Pour l’aider à choisir et rétablir une saine concurrence entre les produits fabriqués en France et ceux provenant d’autres pays, il ne s’agit pas d’augmenter la TVA ou de mettre en place des barrières douanières, il faut simplement créer un label France, réglementer certains circuits de distribution par plus de transparence sur les prix, cela concerne principalement la grande distribution dans les relations commerciales qu’elle entretient avec les industriels,
en leur demandant de s’engager et de contrôler encore davantage les produits venant de l’extérieur sur leur qualité et leur traçabilité et en réduisant leur marge arrière sur les produits fabriqués en France contrairement aux autres qui pourraient être vendus plus chers par l’établissement d’une taxe carbone collectée par la grande distribution, voilà pour la grande distribution, mais le contrôle pourra être aussi celui du réseau de la vente sur Internet pour lequel il n’existe aucune règle ni aucun contrôle, surtout lorsqu’il s’agit de concurrence déloyale.

    Amélie Pinheiro s'agace à mots à peine couverts du technocratisme délétère du Ministère Montebourg et son redressement productif :

    nous n’avons plus le temps de créer un ministère pour faire croire que nous nous occupons du produire en France, nous n’avons pas le temps de désigner des experts pour qu’ils réfléchissent à tel où tel sujet, nous connaissons nos priorités, nous devons être dans l’action

    L'action, ce n'est pas de Montebourg ni de Hollande ou des Socialistes qu'il faut l'attendre sur ce sujet : ils se fichent comme de l'an 40 du label proposé par Bayrou et seule une pression venue de la société ou des urnes pourraient les amener à récipiscence...

    Et elle en sait quelque chose, Amélie, des liens qui existent entre l'emploi et nos productions nationales : lors d'une interview pour Monaulnay.com, elle a juré de faire de la sauvegarde du site industriel PSA son dossier prioritaire. Plus généralement la réindustrialisation est son principal objectif si jamais elle est élue députée.

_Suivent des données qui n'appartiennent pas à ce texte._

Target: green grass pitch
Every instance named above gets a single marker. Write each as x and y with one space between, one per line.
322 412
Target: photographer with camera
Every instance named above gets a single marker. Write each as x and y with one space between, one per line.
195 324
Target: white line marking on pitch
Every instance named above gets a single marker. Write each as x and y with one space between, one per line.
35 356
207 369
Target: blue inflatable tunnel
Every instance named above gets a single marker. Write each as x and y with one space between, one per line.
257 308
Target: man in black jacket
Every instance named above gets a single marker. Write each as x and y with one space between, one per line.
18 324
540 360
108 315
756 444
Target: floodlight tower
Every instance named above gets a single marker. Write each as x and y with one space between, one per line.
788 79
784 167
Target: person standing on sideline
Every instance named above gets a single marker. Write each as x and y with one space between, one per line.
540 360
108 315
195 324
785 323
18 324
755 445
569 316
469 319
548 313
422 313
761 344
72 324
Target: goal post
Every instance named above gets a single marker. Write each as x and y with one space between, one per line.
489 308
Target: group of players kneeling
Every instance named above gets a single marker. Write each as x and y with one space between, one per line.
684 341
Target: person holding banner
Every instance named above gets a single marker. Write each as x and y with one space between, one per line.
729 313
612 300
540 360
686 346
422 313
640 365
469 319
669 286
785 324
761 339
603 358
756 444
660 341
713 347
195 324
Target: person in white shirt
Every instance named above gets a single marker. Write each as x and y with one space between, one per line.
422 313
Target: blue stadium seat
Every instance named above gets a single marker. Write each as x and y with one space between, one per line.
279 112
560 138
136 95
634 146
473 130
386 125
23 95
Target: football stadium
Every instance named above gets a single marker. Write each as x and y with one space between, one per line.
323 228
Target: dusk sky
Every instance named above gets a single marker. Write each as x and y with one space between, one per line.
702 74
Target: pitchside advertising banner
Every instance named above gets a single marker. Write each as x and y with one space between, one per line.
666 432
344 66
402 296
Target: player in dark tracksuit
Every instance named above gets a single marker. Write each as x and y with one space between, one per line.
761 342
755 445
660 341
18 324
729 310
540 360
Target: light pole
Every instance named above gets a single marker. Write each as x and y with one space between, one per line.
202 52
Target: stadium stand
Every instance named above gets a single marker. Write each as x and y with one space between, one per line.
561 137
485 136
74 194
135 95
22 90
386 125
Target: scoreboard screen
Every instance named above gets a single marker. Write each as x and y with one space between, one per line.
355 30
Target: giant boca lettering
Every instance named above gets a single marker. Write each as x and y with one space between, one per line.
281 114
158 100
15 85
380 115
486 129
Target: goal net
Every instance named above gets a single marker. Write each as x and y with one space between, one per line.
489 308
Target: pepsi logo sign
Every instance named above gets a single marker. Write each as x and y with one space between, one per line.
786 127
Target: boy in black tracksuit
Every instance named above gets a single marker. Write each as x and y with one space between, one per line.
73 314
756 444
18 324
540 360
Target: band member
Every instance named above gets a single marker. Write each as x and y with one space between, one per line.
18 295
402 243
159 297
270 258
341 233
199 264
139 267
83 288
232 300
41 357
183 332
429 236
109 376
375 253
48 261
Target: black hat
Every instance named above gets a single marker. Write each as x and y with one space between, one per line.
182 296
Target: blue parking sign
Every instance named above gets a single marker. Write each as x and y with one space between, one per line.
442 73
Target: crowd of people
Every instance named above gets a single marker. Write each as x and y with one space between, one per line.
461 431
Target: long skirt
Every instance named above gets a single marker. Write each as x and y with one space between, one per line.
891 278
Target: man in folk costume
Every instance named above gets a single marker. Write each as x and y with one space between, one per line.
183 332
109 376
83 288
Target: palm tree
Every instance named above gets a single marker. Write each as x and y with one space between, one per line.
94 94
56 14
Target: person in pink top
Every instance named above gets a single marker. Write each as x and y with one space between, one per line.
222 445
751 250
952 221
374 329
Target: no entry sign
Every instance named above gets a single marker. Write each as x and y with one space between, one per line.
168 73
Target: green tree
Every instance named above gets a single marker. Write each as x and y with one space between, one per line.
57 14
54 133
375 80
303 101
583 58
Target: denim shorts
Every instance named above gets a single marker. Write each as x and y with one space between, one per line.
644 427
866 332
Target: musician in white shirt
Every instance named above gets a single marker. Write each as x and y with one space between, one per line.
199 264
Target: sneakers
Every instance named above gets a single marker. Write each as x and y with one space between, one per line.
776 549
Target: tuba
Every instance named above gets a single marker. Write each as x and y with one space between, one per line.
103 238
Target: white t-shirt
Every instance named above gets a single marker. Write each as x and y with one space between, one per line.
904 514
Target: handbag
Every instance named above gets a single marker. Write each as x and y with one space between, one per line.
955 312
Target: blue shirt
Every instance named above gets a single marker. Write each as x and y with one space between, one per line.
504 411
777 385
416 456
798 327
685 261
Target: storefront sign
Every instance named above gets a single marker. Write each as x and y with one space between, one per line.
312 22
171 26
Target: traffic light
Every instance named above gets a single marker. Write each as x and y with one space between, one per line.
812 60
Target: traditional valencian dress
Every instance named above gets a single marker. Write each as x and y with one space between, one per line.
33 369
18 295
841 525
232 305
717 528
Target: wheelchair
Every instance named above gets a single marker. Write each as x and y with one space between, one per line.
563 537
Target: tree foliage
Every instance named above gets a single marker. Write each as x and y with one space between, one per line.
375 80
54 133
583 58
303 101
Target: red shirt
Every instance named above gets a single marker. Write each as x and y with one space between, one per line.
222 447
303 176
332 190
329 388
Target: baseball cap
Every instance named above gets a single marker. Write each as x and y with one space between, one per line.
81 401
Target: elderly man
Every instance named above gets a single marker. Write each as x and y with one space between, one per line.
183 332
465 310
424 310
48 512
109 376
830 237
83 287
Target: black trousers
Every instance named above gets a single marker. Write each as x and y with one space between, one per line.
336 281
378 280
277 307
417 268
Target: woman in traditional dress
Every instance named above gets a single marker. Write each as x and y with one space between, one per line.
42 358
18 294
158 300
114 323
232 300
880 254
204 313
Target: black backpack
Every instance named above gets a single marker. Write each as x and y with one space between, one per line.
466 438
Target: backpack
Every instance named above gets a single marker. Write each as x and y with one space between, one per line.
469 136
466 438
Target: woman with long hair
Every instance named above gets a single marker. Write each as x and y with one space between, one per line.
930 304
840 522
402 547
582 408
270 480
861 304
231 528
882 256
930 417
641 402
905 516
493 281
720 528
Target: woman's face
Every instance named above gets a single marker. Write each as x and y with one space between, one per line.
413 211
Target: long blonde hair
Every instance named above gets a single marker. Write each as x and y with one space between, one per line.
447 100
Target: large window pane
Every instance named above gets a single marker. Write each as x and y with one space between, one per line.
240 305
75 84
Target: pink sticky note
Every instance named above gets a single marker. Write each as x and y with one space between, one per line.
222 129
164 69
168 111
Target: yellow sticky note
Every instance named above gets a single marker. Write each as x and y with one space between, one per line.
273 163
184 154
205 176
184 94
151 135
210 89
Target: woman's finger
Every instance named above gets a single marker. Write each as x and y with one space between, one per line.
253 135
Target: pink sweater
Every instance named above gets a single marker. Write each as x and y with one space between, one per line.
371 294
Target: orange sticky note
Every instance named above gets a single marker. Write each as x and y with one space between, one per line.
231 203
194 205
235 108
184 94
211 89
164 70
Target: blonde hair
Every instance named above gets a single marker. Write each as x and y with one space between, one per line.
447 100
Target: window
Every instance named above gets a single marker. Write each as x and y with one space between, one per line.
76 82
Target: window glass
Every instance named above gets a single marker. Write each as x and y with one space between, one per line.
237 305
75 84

    Ce que peuvent ou comptent faire les Socialistes de notre production nationale, Alain Juppé l'a mis en évidence dans un billet éclairant aujourd'hui-même : rien. Ah si, pardon : Montebourg vient de mettre en place une cellule en forme de commando composée de quatre personnes qui parent à l’urgence.

    Trop drôle : on envoie le GIGN au prochain plan social dans une usine ? Amélie révèle qu'elle n'a voté ni pour Sarkozy ni pour Hollande au second tour de la présidentielle : elle s'est juste contentée de griffonner "démerdez-vous" sur un bulletin blanc. 

    Prescience ? Prémonition ?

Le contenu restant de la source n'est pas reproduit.